On Mon, Apr 26, 2010 at 8:01 PM, Ashley
Pittman
<ashley@pittman.co.uk>
wrote:
On 25 Apr 2010, at 22:27, Asad Ali wrote:
> Yes I use different machines such as
>
> machine 1 uses AMD Opterons. (Fedora)
>
> machine 2 and 3 use Intel Xeons. (CentOS)
>
> machine 4 uses slightly older Intel Xeons. (Debian)
>
> Only machine 1 gives correct results. While CentOS and Debian
results are same but are wrong and different from those of machine 1.
Have you verified the are actually wrong or are they just different?

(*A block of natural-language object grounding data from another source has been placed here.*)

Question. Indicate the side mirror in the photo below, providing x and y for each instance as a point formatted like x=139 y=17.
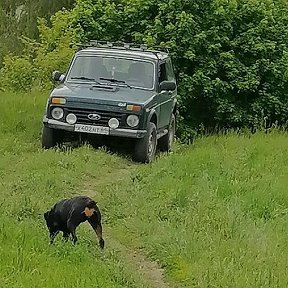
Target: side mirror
x=58 y=76
x=167 y=86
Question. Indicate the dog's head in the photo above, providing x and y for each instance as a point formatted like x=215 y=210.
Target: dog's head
x=51 y=221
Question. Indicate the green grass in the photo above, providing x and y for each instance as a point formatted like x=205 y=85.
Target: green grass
x=214 y=214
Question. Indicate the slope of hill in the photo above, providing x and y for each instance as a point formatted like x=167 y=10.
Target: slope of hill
x=213 y=214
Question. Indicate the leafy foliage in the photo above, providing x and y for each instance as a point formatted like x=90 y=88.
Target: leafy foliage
x=230 y=56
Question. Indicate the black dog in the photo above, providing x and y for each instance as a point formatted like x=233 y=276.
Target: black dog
x=67 y=214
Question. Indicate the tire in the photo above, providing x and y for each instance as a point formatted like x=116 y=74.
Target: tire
x=145 y=148
x=50 y=137
x=165 y=143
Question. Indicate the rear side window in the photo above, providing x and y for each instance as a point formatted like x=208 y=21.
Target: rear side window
x=166 y=72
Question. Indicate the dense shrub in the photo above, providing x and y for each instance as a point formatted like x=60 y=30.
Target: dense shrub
x=230 y=56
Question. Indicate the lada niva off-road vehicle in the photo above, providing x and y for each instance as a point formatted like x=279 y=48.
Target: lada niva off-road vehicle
x=122 y=90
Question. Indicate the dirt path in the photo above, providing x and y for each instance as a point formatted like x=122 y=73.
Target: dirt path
x=149 y=272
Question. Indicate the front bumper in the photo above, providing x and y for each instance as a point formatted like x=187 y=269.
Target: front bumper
x=128 y=133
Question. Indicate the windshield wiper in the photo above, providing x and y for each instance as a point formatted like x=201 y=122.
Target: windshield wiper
x=115 y=81
x=86 y=78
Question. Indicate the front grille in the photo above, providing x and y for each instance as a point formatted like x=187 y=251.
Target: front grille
x=82 y=116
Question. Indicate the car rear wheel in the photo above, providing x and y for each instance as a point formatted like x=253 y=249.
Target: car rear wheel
x=50 y=137
x=145 y=148
x=165 y=143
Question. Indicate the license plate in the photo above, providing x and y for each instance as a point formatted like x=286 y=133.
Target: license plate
x=91 y=129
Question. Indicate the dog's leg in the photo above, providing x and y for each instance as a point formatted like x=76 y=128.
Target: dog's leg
x=72 y=229
x=97 y=228
x=52 y=236
x=66 y=236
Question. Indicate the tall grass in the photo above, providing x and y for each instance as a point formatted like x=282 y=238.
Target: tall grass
x=213 y=214
x=31 y=181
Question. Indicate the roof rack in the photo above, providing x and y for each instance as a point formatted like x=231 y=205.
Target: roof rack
x=123 y=46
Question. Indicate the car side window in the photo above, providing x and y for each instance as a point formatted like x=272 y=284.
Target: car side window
x=163 y=73
x=169 y=71
x=166 y=71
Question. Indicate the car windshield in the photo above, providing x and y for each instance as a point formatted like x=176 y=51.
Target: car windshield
x=116 y=71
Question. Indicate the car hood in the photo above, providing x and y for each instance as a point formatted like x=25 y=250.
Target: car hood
x=98 y=94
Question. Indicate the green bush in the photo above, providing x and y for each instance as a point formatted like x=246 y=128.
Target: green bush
x=230 y=56
x=17 y=73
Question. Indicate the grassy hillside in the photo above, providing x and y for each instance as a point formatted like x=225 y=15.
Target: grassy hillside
x=212 y=215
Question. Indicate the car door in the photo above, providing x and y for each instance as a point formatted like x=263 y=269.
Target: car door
x=166 y=98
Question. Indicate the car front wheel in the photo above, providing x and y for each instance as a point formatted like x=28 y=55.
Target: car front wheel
x=50 y=137
x=145 y=148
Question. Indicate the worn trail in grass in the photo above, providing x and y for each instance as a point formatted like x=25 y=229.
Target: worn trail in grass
x=213 y=214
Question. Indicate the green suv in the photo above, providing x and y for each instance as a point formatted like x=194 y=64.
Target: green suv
x=115 y=90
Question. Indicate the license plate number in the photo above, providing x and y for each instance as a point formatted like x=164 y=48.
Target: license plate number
x=91 y=129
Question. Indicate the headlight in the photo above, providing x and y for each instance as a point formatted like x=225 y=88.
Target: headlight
x=132 y=120
x=113 y=123
x=57 y=113
x=71 y=118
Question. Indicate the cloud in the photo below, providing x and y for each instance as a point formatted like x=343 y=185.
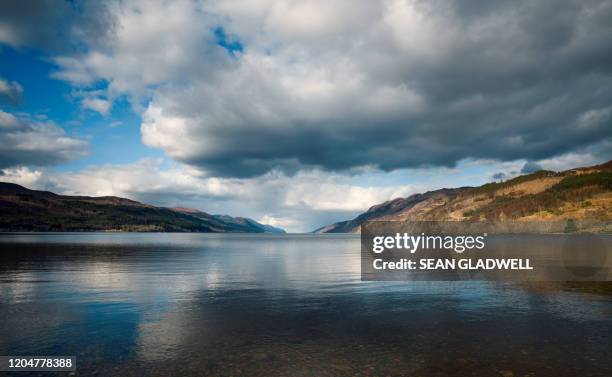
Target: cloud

It's actually perfectly possible for the same program to get different
results from run to run even on the same hardware and the same OS. All
floating point operations by the MPI library are expected to be
deterministic but changing the process layout or and MPI settings can
affect this and of course anything the application does can introduce
differences as well.
Ashley.
The code is the same with the same input/output and the same constants
etc. From run to run the results can only be different if you either
use different input/output or use different random number seeds. Here
in my case the random number seeds are the same as well. This means
that this code must give (and it does) the same results no matter how
many times you run it. I didn't tamper with mpi-settings for any run. I
have verified that results of only Fedora are correct because I know
what is in my data and how should my model behave and I get a nearly
perfect convergence on Fedora OS. Even my dual core laptop with Ubuntu
9.10 also gives correct results. The other OSs give the same results
for a few hundred iterations as Fedora but then an unusual thing
happens and the results start getting wrong.